I am running JULES on LOTUS2 using MPI, and all submitted jobs ran smoothly for the first 2-3 hours. I requested 48 hours of running time, but they were often shut down in the middle of the job.
I still have enough storage on /work/scratch-pw3/, the namelists ran well on old LOTUS which is retired now, and the model was built based on the new environment.
So, I wonder if anyone has the same problem, could you please give me advice on how to solve this?
Which suite is this? I assume you’re running from a cylc suite.
Also - possibly not the best fix, but you could try to see which timestep you get to, and then change the cycling? If you make the cycling more frequent it may help memory issues.
Another thing is to make sure that you’re running on a single node. You can put --ntasks-per-node to be equal to the number of tasks, for example
I don’t know exactly which job you’re running, so let me know the path to the directory if you’d like.

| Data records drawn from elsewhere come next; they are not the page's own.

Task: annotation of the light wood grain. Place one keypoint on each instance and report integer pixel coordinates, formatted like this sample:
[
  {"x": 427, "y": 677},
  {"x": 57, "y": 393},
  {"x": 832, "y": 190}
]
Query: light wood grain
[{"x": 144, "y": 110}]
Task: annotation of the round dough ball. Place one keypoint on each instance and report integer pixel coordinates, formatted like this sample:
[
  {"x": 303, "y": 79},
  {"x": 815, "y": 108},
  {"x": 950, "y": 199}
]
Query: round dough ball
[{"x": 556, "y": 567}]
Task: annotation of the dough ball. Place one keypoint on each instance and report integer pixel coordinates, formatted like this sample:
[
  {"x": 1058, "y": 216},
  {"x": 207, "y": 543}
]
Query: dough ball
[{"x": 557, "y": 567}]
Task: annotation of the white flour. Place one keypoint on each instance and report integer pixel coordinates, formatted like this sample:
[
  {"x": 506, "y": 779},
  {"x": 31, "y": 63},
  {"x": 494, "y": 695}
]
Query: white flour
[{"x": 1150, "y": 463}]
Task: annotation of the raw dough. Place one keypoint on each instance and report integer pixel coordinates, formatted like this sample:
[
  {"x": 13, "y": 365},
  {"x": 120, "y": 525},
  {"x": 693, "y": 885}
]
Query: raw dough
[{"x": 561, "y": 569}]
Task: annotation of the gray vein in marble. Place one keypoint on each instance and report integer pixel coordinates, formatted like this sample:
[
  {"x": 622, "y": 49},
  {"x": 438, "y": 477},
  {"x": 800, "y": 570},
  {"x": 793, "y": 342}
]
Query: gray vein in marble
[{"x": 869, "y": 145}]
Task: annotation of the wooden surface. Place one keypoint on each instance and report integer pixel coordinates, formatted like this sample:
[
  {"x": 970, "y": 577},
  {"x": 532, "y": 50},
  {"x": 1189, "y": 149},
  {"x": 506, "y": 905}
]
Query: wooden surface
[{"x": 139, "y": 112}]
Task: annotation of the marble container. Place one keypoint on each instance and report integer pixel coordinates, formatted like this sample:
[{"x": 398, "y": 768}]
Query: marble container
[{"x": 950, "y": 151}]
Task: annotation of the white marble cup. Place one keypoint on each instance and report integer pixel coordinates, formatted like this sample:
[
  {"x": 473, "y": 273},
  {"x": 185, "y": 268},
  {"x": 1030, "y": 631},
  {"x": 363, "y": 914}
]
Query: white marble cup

You have had jobs fail with out of memory errors (sacct will tell you certain information such as this). If the job you’re talking about is still getting this then maybe try giving more memory per cpu:
eg --mem-per-cpu=8G
LOTUS/JASMIN might have problems. But also they might just have changed the way resources are allocated by the scheduler so it’s worth trying different options. You are one of the first JULES users on the new system, I think, so perhaps you hit the problems for the first time?